I welcomed the report published a few months ago by a group of MP’s saying that some concreat measures needed implementing to get with grips with the epidemic of binge drinking in the UK; a problem that is perhaps worse here in Wales than anywhere else. I am not a teetotaler but I do think that binge drinking is a real problem in society today. I’m not saying this in a judgmental and a patronizing way I hope; but rather I’m saying this out of love and care. The main recommendations that were put forward by the MP’s were a recommendation to ban drink promotions such as ‘pound parties’ and ‘buy two get three’; it was also recommended that supermarkets should be banned from selling alcohol as loss leaders.

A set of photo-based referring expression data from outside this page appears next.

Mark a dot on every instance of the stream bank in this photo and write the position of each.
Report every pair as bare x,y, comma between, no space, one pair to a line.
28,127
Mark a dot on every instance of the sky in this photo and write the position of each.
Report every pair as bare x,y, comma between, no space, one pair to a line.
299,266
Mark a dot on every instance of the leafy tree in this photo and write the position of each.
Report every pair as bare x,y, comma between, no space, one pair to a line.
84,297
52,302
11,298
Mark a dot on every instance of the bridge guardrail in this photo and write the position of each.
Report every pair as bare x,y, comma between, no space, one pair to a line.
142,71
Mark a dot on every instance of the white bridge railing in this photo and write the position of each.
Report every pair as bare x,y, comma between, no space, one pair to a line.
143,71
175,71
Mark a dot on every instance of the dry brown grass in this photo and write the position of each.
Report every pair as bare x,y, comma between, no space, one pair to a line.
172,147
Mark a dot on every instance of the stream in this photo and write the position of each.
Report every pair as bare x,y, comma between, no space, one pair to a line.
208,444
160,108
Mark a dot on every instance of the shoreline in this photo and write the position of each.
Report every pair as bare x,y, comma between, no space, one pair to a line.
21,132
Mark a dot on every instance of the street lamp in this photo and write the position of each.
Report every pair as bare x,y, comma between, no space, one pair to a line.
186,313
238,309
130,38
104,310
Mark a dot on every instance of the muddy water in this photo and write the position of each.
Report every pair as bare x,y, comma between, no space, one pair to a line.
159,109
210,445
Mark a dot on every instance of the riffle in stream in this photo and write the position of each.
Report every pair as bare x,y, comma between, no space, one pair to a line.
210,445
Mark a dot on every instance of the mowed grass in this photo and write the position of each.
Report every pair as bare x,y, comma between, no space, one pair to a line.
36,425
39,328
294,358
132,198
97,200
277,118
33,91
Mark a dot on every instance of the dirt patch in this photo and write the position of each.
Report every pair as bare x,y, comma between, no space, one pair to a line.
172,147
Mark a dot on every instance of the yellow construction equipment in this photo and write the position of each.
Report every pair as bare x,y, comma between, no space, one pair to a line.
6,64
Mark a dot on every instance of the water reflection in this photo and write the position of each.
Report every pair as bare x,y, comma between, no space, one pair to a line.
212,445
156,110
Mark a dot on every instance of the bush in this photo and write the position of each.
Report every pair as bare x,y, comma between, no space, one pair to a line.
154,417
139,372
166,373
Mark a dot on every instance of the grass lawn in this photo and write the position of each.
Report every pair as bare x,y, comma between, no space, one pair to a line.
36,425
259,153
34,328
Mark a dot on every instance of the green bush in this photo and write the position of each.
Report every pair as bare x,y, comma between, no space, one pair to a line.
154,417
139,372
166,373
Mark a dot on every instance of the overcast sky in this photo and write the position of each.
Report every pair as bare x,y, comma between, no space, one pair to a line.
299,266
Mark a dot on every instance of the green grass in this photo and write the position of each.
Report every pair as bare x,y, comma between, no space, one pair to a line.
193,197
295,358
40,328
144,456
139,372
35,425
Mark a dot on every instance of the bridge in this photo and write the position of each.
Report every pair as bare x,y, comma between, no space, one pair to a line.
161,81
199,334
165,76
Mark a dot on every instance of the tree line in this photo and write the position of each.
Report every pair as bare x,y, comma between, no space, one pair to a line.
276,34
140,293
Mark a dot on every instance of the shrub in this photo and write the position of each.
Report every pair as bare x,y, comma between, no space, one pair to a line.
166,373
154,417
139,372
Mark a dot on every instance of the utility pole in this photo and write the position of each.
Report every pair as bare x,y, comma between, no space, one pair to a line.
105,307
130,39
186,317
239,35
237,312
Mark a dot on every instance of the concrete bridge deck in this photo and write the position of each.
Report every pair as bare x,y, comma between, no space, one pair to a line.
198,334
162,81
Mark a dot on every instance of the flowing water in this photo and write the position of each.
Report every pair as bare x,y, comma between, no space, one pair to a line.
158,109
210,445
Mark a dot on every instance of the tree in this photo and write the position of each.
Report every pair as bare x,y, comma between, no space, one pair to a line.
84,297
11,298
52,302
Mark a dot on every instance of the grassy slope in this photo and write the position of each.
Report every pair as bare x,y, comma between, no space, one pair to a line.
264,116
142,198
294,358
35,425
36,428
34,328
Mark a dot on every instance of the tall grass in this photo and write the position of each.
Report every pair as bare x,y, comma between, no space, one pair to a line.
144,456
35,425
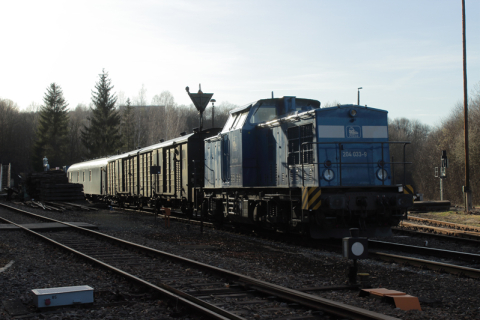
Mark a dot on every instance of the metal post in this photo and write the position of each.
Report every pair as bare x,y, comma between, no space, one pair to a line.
441,188
466,189
213,112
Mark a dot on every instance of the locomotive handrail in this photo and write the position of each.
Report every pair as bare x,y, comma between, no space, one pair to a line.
302,149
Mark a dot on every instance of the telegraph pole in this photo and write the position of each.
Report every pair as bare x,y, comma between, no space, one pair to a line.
467,193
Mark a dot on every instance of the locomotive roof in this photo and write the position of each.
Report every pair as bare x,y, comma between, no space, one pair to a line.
89,164
248,105
346,106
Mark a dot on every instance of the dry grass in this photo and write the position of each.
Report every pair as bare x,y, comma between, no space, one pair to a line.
458,217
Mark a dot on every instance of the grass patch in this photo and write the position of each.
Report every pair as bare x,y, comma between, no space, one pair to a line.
451,216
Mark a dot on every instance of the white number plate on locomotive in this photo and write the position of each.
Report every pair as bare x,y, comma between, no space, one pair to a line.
354,154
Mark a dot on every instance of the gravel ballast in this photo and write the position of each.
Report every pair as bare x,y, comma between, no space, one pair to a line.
37,265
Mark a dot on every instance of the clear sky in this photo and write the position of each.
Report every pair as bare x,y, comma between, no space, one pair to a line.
407,55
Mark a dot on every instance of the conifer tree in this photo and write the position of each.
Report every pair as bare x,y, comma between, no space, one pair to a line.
102,137
52,130
127,126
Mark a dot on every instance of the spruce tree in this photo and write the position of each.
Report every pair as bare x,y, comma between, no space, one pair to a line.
127,127
102,137
52,130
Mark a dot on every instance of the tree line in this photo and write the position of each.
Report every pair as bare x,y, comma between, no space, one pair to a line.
105,127
108,126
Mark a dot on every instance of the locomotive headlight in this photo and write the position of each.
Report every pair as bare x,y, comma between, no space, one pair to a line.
382,174
328,174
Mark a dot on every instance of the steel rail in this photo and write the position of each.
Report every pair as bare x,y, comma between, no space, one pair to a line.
311,301
438,266
470,257
163,290
451,225
436,235
452,232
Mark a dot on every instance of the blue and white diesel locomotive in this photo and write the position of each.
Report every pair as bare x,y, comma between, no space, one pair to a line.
283,164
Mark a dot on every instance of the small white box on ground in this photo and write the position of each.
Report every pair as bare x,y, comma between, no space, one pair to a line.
63,296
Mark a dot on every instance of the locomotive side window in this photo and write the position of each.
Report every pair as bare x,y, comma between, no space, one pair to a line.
296,137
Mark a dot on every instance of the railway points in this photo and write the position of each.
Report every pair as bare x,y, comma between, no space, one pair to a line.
201,247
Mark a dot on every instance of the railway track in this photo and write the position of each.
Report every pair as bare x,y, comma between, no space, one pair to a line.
430,226
207,290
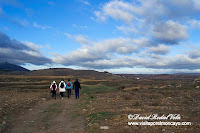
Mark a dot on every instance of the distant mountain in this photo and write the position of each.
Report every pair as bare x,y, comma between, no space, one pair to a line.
70,72
11,67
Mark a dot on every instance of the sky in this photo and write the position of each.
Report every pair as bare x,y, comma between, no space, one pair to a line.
119,36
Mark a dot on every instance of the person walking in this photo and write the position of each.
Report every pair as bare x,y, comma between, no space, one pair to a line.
77,86
53,88
69,87
62,90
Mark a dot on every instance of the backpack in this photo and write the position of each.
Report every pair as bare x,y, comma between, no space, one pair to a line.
54,87
68,84
62,85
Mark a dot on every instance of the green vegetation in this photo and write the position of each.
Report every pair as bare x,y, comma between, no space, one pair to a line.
95,117
89,90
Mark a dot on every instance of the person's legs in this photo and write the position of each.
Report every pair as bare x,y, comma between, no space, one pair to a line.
70,91
76,93
61,93
54,94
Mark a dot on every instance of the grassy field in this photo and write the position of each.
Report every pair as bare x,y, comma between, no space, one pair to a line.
106,102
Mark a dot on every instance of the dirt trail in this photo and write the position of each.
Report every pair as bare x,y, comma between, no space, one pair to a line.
52,116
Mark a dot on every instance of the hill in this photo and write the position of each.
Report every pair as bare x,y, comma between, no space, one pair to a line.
11,67
69,72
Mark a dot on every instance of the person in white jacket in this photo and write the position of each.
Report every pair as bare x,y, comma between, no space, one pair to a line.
62,86
53,88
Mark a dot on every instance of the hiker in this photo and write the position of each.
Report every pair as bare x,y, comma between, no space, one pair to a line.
53,88
77,86
62,86
69,87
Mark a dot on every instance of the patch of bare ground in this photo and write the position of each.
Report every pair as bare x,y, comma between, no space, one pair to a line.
31,112
112,110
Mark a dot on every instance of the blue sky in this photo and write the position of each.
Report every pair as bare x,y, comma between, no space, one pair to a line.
120,36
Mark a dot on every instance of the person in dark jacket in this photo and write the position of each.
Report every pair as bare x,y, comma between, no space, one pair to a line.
76,87
53,88
69,87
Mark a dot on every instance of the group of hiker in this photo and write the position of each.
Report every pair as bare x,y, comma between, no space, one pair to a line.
63,87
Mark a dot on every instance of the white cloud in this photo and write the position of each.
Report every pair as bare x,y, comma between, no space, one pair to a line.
31,45
117,10
127,29
170,32
78,38
20,22
43,27
160,49
85,2
194,23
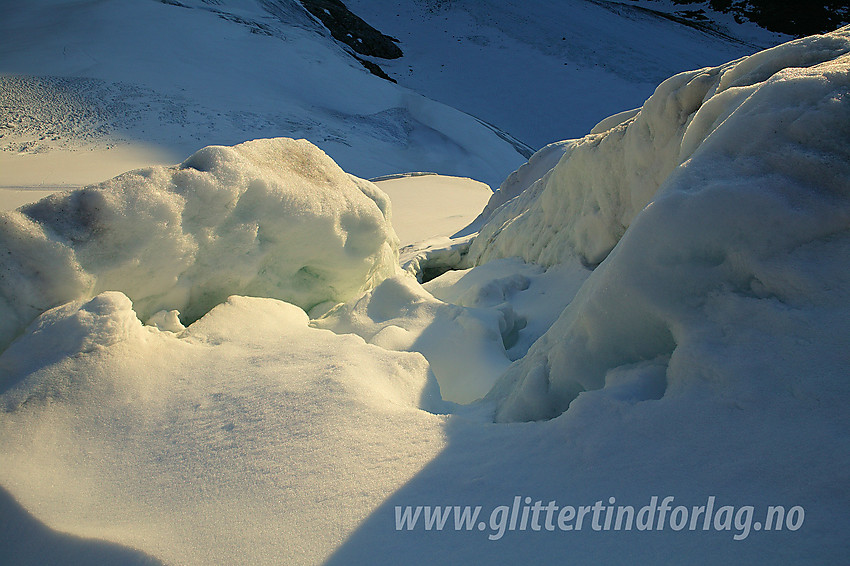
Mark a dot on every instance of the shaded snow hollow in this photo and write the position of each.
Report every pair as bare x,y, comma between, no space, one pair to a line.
679,282
718,216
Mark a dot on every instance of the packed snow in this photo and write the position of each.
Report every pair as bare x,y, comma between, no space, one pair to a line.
152,82
273,218
232,361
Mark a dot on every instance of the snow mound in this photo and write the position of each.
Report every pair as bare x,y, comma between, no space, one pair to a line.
247,426
586,203
272,218
465,347
727,200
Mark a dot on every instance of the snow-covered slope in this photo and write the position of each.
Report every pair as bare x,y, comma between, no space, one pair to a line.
681,320
166,78
547,71
717,196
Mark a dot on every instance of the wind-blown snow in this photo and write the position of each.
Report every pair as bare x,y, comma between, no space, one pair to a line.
157,81
273,218
673,295
241,440
726,198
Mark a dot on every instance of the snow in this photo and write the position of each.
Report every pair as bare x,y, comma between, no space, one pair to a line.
701,219
76,78
425,206
250,438
658,309
274,218
557,67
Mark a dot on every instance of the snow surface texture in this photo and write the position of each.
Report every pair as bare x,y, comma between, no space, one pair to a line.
160,80
234,433
274,218
725,203
556,68
713,336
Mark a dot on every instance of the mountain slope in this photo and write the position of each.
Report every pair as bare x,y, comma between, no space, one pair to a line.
177,76
547,71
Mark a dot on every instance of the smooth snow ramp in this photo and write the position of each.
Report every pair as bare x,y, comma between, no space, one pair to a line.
726,202
273,218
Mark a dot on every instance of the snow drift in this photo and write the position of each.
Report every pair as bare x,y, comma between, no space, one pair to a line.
273,218
719,216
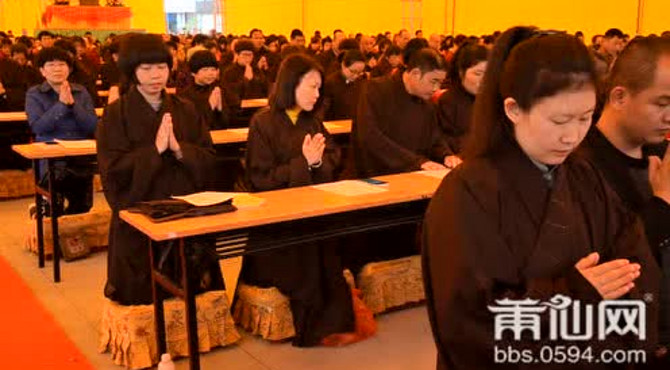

The pro-Alcohol lobby and pressure groups, who are mainly funded by the alcohol industry, have come out strong against these recommendations. The pro-Alcohol lobby insist that there is no need for government measures and that the individual should take responsibility; they argue that the government has no place to determine how much alcohol one consumes in one given night. Their emphasis is on personal choice. But what they fail to understand (or choose to ignore) is that some peoples personal choice to binge drink is not really personal and private at all because binge drinking puts enormous strain on the NHS. Therefore those personal choices people make to binge drink actually effects us all, we all as tax payers pay for the NHS do we not? The reality is that binge drinking is only a personal choice – it’s consequences are unfortunately public. In my opinion the government therefore should take measures to do something about binge drinking.
When this story was on the news back in November Radio Cymru (the BBC’s Welsh Language radio station) got Wynford Ellis Owen to comment on the MP’s recommendations. Wynford is a recovering Alcoholic and now works as Chief Executive for The Welsh Council on Alcohol and Other Drugs (formerly know at the Temperance Society), a Church funded organization. What Wynford said was very profound, he pointed out that stopping binge drinking using such government measures were commendable but these kinds of initiatives were only scratching the surface of the problem. One must ask, he said, what drives these people to binge drinking in the first place? What are they trying to escape from? Of course, the answer to that question, as Wynford knew, is with the Church. People turning to Christ is the only full remedy to binge drinking, but the odd government measure here and there won’t do any damage I don’t think.